Before he crossed over into the Great Mystery, Blackfoot Elder and Chief of the Siksika First Nation, Crowfoot pondered the timeless question, “What is life?” His assessment: “It is the flash of a firefly in the night. It is the breath of a buffalo in the wintertime. It is the little shadow which runs across the grass and loses itself in the sunset.”
Beautiful and transient as they are on their own, every moment of our existence we take the time to appreciate, adds meaning to both our lives as individuals, and life itself. The more time we invest in appreciating this beauty, the less time we waste on the ugliness we manifest in our world. The less time wasted on such ugliness, the more quality time we have to give those we love.

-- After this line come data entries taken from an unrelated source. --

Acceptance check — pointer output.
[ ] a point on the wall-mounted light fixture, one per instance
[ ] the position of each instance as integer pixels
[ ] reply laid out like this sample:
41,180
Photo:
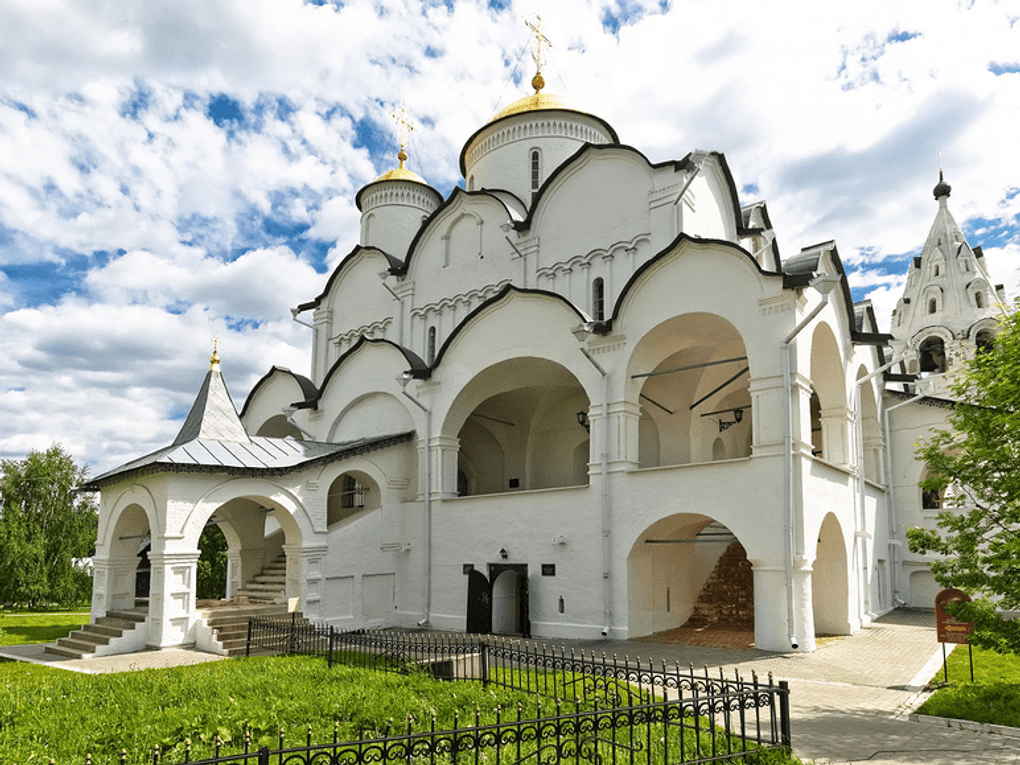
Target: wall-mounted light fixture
737,416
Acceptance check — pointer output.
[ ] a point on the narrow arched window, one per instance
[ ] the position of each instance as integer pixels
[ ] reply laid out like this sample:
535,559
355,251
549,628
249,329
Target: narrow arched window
536,172
599,300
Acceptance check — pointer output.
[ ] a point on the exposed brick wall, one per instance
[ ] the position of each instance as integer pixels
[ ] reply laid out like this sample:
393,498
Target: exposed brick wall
727,600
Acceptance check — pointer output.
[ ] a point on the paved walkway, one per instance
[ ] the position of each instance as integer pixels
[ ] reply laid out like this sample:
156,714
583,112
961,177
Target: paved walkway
850,700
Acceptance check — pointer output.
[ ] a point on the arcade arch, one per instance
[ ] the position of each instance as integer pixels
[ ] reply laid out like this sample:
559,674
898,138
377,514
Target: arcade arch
691,376
523,430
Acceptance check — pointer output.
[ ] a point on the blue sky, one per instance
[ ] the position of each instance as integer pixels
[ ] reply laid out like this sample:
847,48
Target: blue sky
174,171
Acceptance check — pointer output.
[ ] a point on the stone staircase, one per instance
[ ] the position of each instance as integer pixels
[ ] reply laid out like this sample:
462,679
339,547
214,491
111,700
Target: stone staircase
228,625
96,639
727,600
269,585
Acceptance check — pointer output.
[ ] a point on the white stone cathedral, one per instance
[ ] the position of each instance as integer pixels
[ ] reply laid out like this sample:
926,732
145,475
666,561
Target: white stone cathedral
549,402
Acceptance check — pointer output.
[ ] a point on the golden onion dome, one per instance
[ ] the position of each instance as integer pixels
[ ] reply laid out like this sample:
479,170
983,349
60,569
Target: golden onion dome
401,172
534,102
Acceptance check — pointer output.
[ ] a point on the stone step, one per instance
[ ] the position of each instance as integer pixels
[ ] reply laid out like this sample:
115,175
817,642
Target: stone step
70,653
77,645
89,635
130,614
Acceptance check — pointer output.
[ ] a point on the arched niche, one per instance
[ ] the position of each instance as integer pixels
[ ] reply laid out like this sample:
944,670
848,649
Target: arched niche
350,494
828,381
829,580
689,373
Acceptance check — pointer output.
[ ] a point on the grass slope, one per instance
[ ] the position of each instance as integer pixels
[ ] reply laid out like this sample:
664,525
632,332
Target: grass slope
17,628
992,698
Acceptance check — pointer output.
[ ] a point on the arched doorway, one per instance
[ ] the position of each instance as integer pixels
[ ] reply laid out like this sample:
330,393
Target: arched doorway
129,559
687,565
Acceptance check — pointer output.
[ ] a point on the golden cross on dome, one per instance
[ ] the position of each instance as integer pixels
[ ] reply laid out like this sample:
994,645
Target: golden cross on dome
405,125
538,82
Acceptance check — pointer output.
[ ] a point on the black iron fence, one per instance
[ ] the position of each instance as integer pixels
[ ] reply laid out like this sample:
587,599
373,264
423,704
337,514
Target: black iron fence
660,732
654,714
622,712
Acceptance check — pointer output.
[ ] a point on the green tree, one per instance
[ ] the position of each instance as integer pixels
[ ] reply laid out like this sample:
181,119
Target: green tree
975,466
210,581
45,526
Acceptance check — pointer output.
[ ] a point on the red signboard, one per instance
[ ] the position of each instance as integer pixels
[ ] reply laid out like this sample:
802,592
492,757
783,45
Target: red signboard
949,628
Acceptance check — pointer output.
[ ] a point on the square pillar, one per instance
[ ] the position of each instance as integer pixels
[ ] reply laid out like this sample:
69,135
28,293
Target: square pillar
171,599
305,577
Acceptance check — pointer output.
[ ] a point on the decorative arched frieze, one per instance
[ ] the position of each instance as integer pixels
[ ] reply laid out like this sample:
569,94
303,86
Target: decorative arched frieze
347,340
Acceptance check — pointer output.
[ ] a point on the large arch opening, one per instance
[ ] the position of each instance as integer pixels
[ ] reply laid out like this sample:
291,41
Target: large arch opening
256,531
829,582
687,569
691,377
526,428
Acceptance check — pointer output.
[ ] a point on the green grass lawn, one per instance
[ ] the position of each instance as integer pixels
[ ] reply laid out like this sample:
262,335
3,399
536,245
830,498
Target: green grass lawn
993,697
49,713
19,627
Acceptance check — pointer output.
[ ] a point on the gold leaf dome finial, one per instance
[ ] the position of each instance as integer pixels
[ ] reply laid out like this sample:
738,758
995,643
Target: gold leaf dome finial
401,172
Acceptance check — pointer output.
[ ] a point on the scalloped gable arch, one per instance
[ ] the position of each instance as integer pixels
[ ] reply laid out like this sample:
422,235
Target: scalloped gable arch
579,162
359,400
278,386
408,359
393,263
458,198
687,254
507,293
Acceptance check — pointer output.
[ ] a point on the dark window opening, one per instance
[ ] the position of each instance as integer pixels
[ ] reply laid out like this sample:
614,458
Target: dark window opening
599,300
932,353
353,494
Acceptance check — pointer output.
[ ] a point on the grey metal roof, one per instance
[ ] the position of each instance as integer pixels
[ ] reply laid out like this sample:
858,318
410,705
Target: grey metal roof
212,416
214,441
260,455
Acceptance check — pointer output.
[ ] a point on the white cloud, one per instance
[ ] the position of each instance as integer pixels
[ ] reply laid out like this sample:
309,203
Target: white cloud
833,111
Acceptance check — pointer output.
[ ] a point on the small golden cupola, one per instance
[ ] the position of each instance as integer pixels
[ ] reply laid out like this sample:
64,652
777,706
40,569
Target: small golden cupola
394,204
525,141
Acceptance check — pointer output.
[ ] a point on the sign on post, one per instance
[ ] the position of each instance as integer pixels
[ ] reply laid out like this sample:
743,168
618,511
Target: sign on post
950,628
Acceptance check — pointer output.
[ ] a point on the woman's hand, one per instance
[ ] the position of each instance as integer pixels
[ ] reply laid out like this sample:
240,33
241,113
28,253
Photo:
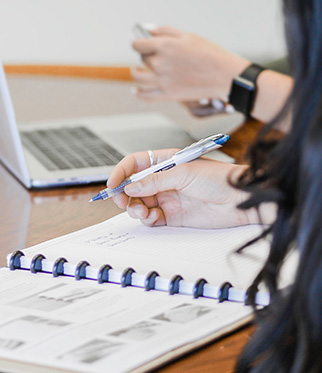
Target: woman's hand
184,67
195,194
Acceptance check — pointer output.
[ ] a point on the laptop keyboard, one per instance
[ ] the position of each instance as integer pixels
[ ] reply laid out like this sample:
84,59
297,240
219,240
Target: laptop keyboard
69,147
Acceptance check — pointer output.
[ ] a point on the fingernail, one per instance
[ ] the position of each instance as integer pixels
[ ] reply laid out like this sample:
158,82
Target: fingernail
138,211
134,188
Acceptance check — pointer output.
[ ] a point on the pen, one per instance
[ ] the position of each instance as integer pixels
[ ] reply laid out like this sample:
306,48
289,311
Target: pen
185,155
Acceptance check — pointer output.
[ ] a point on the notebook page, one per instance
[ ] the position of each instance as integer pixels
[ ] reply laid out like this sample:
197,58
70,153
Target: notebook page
193,253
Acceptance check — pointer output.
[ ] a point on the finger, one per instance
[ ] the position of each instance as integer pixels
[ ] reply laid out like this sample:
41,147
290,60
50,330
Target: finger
165,31
137,209
155,218
145,77
129,165
135,162
121,200
174,179
145,46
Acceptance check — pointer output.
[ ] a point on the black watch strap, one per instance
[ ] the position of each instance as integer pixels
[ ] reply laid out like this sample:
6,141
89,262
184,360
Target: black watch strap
243,89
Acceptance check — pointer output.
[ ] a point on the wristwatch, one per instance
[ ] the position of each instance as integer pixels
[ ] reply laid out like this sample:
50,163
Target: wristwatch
243,89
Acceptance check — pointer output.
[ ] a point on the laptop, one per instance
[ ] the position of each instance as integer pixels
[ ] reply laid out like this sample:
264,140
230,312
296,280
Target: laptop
79,151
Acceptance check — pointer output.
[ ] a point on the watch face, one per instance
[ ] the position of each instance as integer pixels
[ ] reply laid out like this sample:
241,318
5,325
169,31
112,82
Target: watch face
242,95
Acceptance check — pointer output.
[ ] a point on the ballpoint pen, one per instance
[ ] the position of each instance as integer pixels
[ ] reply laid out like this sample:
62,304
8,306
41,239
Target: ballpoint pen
185,155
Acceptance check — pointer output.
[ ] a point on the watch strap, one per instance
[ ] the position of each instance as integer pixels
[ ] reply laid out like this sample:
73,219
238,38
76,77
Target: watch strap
243,90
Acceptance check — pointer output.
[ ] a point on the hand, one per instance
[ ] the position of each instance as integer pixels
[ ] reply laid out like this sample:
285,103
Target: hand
184,67
196,194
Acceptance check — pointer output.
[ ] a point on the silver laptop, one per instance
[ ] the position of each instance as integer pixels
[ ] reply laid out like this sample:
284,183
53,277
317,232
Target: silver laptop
78,151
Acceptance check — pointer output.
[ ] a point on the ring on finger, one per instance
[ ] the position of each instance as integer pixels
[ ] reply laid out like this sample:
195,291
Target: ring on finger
152,157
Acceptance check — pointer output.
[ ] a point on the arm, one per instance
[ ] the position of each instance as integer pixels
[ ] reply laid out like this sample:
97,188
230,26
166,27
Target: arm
196,194
186,67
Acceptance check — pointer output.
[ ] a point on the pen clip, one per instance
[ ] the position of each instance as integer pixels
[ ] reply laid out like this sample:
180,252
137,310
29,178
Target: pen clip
200,143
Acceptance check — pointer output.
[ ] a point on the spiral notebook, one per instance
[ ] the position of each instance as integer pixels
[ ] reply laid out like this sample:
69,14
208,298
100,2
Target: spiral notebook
123,295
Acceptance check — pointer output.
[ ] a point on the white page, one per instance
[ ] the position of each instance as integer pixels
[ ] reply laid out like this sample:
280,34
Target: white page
86,327
193,253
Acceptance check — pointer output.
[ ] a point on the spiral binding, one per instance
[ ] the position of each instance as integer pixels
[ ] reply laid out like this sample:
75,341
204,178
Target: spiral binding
199,287
103,273
126,279
174,284
149,283
103,276
36,263
14,262
224,291
58,267
80,271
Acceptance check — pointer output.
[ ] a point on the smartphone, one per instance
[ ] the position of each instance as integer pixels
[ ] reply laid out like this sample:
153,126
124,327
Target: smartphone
141,30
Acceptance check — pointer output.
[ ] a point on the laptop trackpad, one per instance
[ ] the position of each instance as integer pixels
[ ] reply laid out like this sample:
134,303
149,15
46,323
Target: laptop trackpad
146,138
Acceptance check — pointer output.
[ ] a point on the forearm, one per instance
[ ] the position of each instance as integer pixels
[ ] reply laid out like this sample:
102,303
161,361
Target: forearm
273,90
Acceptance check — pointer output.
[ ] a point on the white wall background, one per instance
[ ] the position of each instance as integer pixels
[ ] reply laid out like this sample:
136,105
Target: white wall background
100,31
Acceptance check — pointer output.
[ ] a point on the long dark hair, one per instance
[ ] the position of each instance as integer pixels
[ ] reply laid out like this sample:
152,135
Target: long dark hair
288,337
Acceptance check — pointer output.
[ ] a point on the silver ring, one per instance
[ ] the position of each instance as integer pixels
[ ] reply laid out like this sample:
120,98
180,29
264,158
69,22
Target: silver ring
152,157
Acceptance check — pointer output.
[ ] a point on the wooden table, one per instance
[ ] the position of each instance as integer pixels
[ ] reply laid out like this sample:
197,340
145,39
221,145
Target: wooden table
30,217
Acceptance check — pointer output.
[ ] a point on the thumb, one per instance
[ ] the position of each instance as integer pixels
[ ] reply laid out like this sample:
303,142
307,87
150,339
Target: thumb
174,179
165,31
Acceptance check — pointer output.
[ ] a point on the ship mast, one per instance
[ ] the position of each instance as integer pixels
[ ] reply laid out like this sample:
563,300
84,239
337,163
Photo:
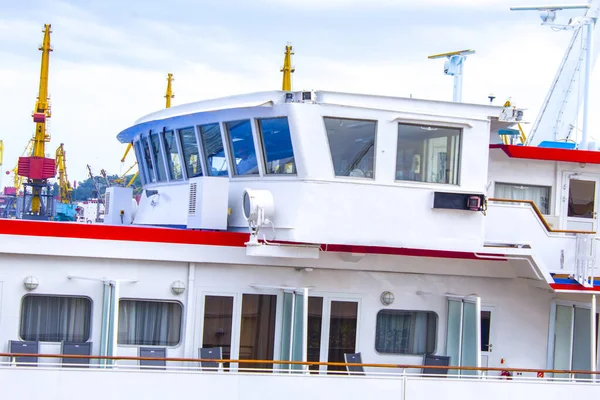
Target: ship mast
169,95
287,69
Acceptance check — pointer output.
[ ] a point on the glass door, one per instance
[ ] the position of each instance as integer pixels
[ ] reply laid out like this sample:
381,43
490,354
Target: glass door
581,202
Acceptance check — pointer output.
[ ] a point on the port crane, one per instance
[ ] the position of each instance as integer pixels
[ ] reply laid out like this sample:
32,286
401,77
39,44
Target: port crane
38,168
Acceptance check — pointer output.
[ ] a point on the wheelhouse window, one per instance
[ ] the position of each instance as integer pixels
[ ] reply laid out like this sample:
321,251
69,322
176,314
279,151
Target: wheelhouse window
172,151
352,146
55,318
428,154
137,146
191,156
277,145
405,332
214,151
148,159
160,164
242,147
540,195
149,323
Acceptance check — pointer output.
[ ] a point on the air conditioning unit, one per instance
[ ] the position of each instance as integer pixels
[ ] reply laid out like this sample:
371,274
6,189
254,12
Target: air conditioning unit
117,206
208,204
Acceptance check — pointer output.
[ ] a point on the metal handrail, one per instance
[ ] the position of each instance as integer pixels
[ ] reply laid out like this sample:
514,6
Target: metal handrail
309,363
541,216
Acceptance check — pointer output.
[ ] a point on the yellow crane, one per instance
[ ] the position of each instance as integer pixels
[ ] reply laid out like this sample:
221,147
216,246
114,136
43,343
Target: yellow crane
65,191
37,168
287,69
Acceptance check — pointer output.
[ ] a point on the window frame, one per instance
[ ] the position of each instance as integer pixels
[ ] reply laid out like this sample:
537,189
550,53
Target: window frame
363,178
232,164
181,322
550,194
263,150
91,315
433,125
435,335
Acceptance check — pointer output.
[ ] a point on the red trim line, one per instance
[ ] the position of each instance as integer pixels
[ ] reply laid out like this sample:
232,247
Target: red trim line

This past year, more than any year in my personal memory, it seems like we have been faced with one tragic loss to our community after another. With each of these losses a giant hole has been left behind in the community that can never be filled in the same way again. However, despite the legacy of sadness residing in these spaces, there are also opportunities to evolve into something better. Rather than residing in the feeling of emptiness we might be experiencing, we must ask ourselves: why we feel this way? Ask what is it about the lives of our lost loved ones that we miss most, and why? Question how those we love would want to be remembered?
By asking ourselves these tough questions, we in turn take the first step in honouring their life’s work and purpose in a way that gives greater meaning to their life, and all of existence.